But you're talking about access to health care. Under my leadership, we continued the Medicaid expansion. So, we have improved health care access in our state. We have increased the support for foster parents and foster children.

It's been a high priority. And so we're addressing those needs. Obviously, there's always opportunity to do more. And we have to address this issue with compassion, because of the difficult circumstances and the fact that you're dealing with the most vulnerable of our population.

So, absolutely, we need to continue to address the issues that you just spoke about, and to make sure that we're providing good answers and support that is needed.

BASH: Governor, let's talk about the state of the Republican Party.

On Tuesday, Pennsylvania Republicans nominated Doug Mastriano for governor. He spearheaded efforts to overturn the 2020 election, was at the Capitol, on the grounds, on January 6.

You're chairman of the National Governors Association. You're an outspoken critic of the GOP election lies.
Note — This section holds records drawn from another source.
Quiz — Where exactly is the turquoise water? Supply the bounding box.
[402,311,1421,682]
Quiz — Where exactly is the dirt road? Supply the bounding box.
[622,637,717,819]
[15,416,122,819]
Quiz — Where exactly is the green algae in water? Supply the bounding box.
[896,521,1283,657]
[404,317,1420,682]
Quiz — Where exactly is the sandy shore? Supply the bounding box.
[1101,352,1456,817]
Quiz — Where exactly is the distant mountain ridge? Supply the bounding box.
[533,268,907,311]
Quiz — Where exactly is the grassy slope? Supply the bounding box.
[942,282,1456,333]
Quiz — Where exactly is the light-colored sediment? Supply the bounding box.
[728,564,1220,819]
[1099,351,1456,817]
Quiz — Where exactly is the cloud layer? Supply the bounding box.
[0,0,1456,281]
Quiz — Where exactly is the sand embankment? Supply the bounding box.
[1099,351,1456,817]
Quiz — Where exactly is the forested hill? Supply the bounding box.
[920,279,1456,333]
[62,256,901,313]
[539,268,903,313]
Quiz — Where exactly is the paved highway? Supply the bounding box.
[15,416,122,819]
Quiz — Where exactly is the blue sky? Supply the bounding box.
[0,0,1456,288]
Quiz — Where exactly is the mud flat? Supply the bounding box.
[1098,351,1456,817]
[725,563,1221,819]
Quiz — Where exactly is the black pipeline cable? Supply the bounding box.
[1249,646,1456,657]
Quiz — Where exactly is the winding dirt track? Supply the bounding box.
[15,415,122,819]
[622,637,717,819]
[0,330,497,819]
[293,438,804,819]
Does the prospect of Mastriano becoming governor in Pennsylvania alarm you? HUTCHINSON: Well, what's important is that a candidate for governor

of every state run on the future and problem-solving.

The issue is going to be the inflation and the cost of gasoline. It's going to be crime that we're struggling with across the country. And so, if you spend your time dealing with the past and the election results of the last year, then you're not going to be in good position. You have got to focus on the future.
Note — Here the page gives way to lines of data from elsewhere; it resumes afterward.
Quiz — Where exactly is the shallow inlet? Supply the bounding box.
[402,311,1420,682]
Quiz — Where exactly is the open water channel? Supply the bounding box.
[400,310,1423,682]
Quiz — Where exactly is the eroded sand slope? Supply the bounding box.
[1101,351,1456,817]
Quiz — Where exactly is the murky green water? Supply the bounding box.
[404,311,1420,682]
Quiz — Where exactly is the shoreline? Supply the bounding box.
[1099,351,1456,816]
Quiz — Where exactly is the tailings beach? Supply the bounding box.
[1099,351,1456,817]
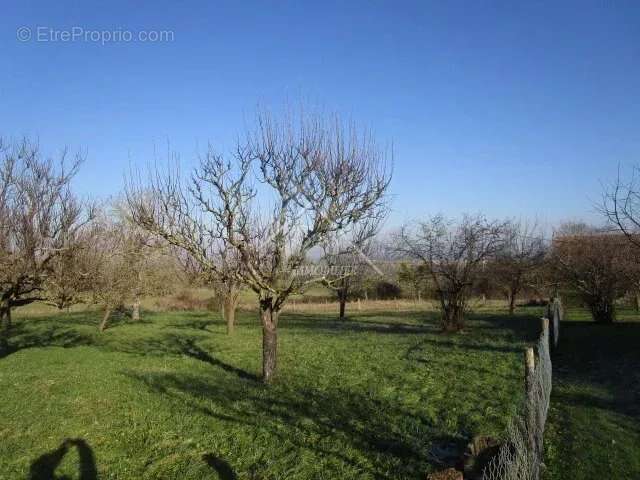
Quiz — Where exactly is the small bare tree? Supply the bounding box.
[550,224,634,323]
[126,159,243,334]
[90,212,176,331]
[395,215,504,332]
[129,109,390,383]
[600,167,640,249]
[322,217,386,320]
[42,206,95,310]
[491,221,546,315]
[0,140,84,342]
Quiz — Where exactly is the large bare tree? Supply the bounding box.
[395,215,504,332]
[0,139,86,344]
[129,109,390,383]
[550,224,635,323]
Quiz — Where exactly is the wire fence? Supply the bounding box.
[482,300,562,480]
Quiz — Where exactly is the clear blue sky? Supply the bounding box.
[0,1,640,228]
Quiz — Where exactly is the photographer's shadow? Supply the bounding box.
[29,438,98,480]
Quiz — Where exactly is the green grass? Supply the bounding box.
[545,309,640,480]
[0,310,539,480]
I expect our candidates to do this. Whenever -- your previous interview talked about the shortage of baby formula. We could have more shortages this fall. Whenever you're looking at inflation, a large challenge with the inflationary costs is increased supply chain and the difficulty of the supply side.

We have got to be able to focus on that. And our candidates need to focus on that in the fall. And, if we do, party of ideas, we're going to win this fall, and I think we're in good position to do that.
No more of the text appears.